I am getting the gardens ready for Fall, and it has been a beautiful weekend for doing the last bit of weeding and edging. Although the chores are not much fun, I rewarded myself by getting some gorgeous additions for the front entrance: ornamental kale, mums, violas, eucalyptus and some variegated ivy that I will use to add some punch.
This year there are some very interesting colors in the selections at the nurseries. I was inspired by a really beautiful kale, and I am pulling various shades of purples, deep pinks and a teal green from it and adding some bright accents with the ivy and the violas.
As the season progresses, I will add pumpkins and gourds for Halloween, and for Thanksgiving I’ll add some Indian corn. Here again, the choices are amazing — the gourds I’ve seen have so many beautiful greens and ivories, not just the traditional oranges and yellows of yesteryear.
It seems that we are having a very late Autumn in the mid-Atlantic region. Barely anything has changed color, and most of the summer annuals are still blooming well. Because of this, I am going to break one of my cardinal rules. I am normally not one for mixing seasons, and I like to give each season its special time to shine, but it makes it hard for me to remove the summer flowers when they are all still looking so pretty. (I know, I get too attached to my babies… I mean my flowers, LOL!) In order to make the summer flowers work in the design, I bring in texture and color that will coordinate with the vinca and the mandevilla vine which are still thriving. They are both deep pink, so I especially like the combination with the kale! This is normally where I would have installed pansies, so when the frost arrives (and the vincas pass on to flower heaven), I will replace them with some pansies or violas. I love to have some flowers on each side of the driveway to welcome us home year ’round since that is the entrance most used.

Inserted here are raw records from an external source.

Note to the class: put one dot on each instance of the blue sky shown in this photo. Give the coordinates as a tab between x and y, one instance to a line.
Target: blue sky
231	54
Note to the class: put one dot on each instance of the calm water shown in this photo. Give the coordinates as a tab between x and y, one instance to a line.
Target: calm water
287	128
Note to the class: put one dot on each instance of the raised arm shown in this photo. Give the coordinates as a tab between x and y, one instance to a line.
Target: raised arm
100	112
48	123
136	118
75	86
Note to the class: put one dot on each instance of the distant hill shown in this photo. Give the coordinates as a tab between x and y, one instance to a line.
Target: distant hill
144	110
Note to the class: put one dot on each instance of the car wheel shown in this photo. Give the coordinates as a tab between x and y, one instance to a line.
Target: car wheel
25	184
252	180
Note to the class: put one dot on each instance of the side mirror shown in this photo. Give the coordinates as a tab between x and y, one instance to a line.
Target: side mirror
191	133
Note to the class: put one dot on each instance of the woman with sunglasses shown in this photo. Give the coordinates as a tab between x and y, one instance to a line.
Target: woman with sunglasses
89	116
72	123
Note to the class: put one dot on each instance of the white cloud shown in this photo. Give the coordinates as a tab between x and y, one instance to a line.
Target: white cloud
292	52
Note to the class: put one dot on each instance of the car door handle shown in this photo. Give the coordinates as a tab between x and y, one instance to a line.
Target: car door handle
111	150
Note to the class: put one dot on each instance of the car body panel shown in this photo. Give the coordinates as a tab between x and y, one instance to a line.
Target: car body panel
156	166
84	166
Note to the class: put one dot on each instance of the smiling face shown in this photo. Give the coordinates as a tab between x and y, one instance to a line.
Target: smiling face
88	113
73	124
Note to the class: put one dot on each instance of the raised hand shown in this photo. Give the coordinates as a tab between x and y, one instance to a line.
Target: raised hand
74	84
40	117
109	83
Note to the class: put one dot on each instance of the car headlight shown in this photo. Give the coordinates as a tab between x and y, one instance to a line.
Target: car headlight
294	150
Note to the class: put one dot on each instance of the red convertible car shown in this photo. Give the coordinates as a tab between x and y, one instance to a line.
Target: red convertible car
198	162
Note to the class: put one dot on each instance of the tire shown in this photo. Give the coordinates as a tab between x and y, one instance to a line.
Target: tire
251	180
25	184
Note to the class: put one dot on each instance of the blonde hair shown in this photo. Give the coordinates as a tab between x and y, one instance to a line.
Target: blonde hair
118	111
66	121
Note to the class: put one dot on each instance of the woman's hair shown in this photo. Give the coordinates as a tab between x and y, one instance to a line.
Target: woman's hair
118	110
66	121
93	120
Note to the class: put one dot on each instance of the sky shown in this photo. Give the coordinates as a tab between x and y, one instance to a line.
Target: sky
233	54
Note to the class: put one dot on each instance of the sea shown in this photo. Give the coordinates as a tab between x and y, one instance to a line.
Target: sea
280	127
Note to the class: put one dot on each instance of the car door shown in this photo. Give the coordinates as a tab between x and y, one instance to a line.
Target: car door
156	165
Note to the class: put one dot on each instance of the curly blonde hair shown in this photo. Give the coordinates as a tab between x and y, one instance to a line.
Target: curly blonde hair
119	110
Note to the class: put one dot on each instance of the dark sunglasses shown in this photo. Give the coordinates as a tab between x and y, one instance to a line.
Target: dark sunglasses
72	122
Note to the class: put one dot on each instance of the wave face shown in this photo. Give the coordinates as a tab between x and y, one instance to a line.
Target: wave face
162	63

I have been so taken with gorgeous candle lanterns from magazines and in pictures that I have seen lately. I love to make the garden come alive with light especially on Halloween and when guests are expected, so I will be adding all my lanterns here and there along the walkways. In addition, there is some beautiful uplighting in the trees and against the house, which have been in place now for many years. I just love the look, and it really shows off the trees at night in a very interesting way! If safety is a concern, battery-powered candles can be substituted in lanterns for real ones. Another easy way of adding lighting is with solar lights, no wiring involved. It seems technology is really improving at a rapid clip in this field, and there are some really pretty styles now, unlike the clunkers of a decade ago.
Fall is a season full of beauty, and it’s so nice to have some cool fresh air again. I hope you can find some time to get out and enjoy what Mother Nature is giving us. Please let me know what is inspiring you this season. Happy gardening!